Selective feeding protects moon jellyfish (Aurelia aurita s.l.) from overloading with microplastics.

Jellyfish blooms may be important bioindicators for marine ecosystem degradation, including the accumulation of microplastics in pelagic food webs. Here we show growth, respiration and filtration rates of the moon jellyfish (Aurelia aurita s.l.) when fed high concentrations (350 L-1) of zooplankton prey (Artemia salina nauplii) and polystyrene (PS) or reference particles (charcoal; size range 50-500 µm). Our controlled feeding experiments reveal that inedible particles are ingested less efficiently compared to prey (retention efficiency ~60 % for PS) and actively removed from the gastrovascular system of ephyrae and medusae. Increased metabolic demands for excretion of inedible material (up to 76.7 ± 3.1 % of ingested prey biomass) suggest that overloading with microplastics can decelerate growth (observed maxima 26.1 % d-1 and 12.6 % d-1, respectively) and reproductive rates when food is limited. Possible consequences of this selective feeding strategy in response to proceeding microplastic pollution in the world's future oceans are discussed.

Ecological drivers of jellyfish blooms - The complex life history of a 'well-known' medusa (Aurelia aurita).

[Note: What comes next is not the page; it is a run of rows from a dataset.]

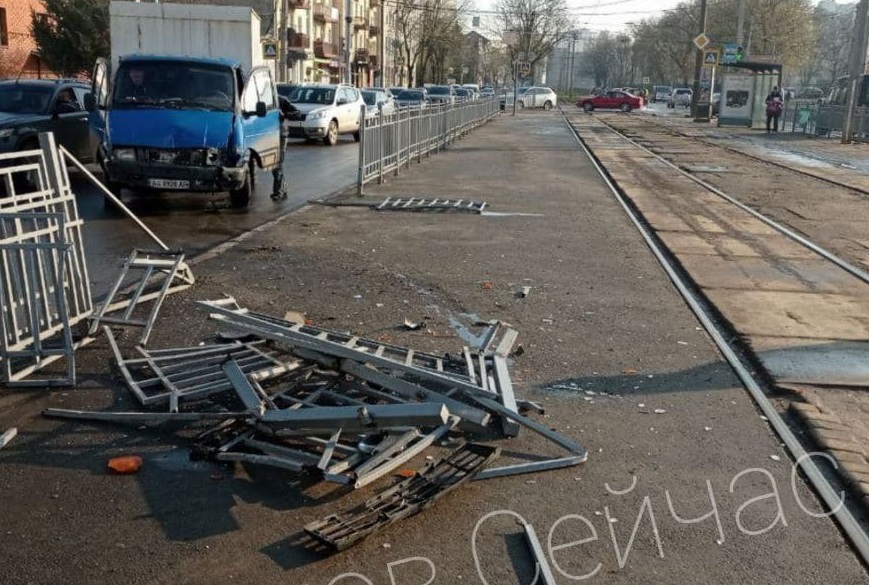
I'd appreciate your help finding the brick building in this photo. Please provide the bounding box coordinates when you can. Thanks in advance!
[0,0,54,79]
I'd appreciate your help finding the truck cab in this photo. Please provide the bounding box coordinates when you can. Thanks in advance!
[85,55,281,207]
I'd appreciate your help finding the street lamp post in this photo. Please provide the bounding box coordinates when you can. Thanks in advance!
[395,55,404,87]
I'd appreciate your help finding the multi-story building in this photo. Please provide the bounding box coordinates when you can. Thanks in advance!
[170,0,384,86]
[0,0,54,79]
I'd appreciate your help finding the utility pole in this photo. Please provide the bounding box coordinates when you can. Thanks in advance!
[567,31,576,99]
[691,0,706,118]
[736,0,745,47]
[344,0,353,85]
[276,0,290,81]
[377,2,389,87]
[842,0,869,144]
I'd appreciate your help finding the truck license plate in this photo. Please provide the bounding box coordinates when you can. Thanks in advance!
[148,179,190,189]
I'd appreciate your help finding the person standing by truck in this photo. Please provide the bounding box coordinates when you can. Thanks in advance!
[766,85,784,134]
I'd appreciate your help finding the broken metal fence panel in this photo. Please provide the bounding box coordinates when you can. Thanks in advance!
[0,133,93,326]
[0,213,75,386]
[357,99,500,195]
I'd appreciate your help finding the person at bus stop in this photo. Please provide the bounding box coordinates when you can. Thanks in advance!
[766,86,784,134]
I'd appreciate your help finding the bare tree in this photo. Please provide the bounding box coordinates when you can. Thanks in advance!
[494,0,572,80]
[393,0,464,87]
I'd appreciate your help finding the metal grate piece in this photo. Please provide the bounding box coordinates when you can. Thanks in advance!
[305,443,500,551]
[374,197,488,213]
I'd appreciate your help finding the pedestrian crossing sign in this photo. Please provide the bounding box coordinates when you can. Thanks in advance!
[703,49,718,65]
[263,41,278,59]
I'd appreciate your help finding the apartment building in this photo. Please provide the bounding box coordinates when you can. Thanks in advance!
[0,0,54,79]
[168,0,384,87]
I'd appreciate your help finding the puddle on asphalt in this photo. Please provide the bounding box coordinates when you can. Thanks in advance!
[148,449,211,471]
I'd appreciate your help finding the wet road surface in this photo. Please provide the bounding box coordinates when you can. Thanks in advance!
[71,137,359,299]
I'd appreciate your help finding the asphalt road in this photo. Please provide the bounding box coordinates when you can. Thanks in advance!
[72,137,359,298]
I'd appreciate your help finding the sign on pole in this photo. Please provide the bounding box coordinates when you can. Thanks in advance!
[263,41,278,59]
[694,33,710,51]
[703,49,719,65]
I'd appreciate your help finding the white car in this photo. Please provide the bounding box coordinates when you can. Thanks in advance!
[516,87,558,110]
[287,84,365,146]
[362,88,397,118]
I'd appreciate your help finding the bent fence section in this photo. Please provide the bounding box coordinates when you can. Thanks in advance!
[356,99,500,195]
[781,100,869,142]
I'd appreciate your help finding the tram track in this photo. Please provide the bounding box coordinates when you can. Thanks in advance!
[561,110,869,565]
[610,117,869,197]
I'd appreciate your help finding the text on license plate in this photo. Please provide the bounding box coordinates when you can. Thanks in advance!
[148,179,190,189]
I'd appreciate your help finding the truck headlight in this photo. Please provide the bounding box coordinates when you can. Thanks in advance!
[113,148,136,160]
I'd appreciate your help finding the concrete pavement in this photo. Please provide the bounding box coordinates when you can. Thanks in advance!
[0,107,866,585]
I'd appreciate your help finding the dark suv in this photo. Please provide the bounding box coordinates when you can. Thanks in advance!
[0,79,96,162]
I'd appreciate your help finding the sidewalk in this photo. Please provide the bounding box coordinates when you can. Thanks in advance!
[639,112,869,191]
[0,112,865,585]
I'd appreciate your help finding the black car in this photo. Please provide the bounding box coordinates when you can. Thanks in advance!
[0,79,96,162]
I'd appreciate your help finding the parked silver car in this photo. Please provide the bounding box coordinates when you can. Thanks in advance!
[287,84,365,146]
[362,88,396,118]
[516,87,558,110]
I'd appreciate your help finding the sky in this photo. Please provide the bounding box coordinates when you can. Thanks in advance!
[472,0,844,32]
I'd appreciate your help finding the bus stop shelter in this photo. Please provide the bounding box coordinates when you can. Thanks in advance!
[718,61,782,128]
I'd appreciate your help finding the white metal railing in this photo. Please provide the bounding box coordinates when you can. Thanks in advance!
[0,133,93,386]
[356,98,500,195]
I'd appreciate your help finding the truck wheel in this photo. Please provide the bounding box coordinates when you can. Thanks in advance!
[229,172,253,208]
[323,120,338,146]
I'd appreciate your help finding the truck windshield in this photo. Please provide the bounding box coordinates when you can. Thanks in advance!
[112,61,236,111]
[0,83,54,114]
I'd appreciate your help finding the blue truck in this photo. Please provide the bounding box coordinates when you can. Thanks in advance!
[85,55,283,207]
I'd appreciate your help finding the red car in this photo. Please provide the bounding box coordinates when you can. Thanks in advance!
[576,91,643,112]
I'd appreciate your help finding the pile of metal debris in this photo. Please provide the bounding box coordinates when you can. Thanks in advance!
[0,134,587,550]
[45,297,587,550]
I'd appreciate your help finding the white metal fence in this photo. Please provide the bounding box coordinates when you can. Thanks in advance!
[0,134,93,386]
[356,98,500,195]
[780,100,869,142]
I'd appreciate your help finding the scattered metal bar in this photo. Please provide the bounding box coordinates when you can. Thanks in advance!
[305,443,500,551]
[215,451,304,473]
[0,427,18,449]
[89,249,193,346]
[474,455,587,479]
[492,354,519,437]
[58,146,169,250]
[42,408,250,422]
[353,417,459,489]
[467,392,588,461]
[223,360,266,416]
[260,402,450,431]
[522,523,557,585]
[317,428,343,469]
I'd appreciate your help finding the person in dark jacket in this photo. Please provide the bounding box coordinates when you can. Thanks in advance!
[766,86,784,134]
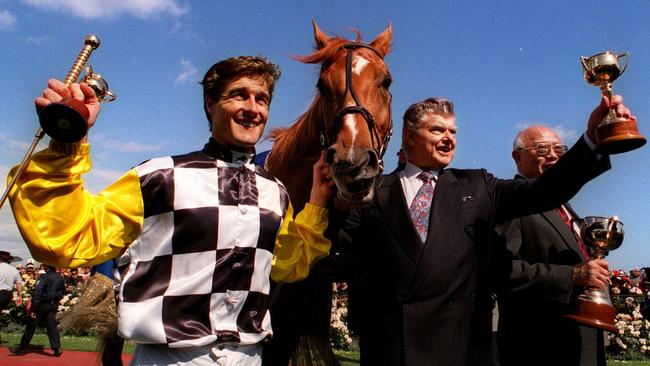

Jellyfish blooms are conspicuous demographic events with significant ecological and socio-economic impact. Despite worldwide concern about an increased frequency and intensity of such mass occurrences, predicting their booms and busts remains challenging. Forecasting how jellyfish populations may respond to environmental change requires considering their complex life histories. Metagenic life cycles, which include a benthic polyp stage, can boost jellyfish mass occurrences via asexual recruitment of pelagic medusae. Here we present stage-structured matrix population models with monthly, individual-based demographic rates of all life stages of the moon jellyfish Aurelia aurita L. (sensu stricto). We investigate the life-stage dynamics of these complex populations under low and high food conditions to illustrate how changes in medusa density depend on non-medusa stage dynamics. We show that increased food availability can be an important ecological driver of jellyfish mass occurrences, as it can temporarily shift the population structure from polyp- to medusa-dominated. Projecting populations for a winter warming scenario additionally enhanced the booms and busts of jellyfish blooms. We identify demographic key variables that control the intensity and frequency of jellyfish blooms in response to environmental drivers such as habitat eutrophication and climate change. By contributing to an improved understanding of mass occurrence phenomena, our findings provide perspective for future management of ecosystem health.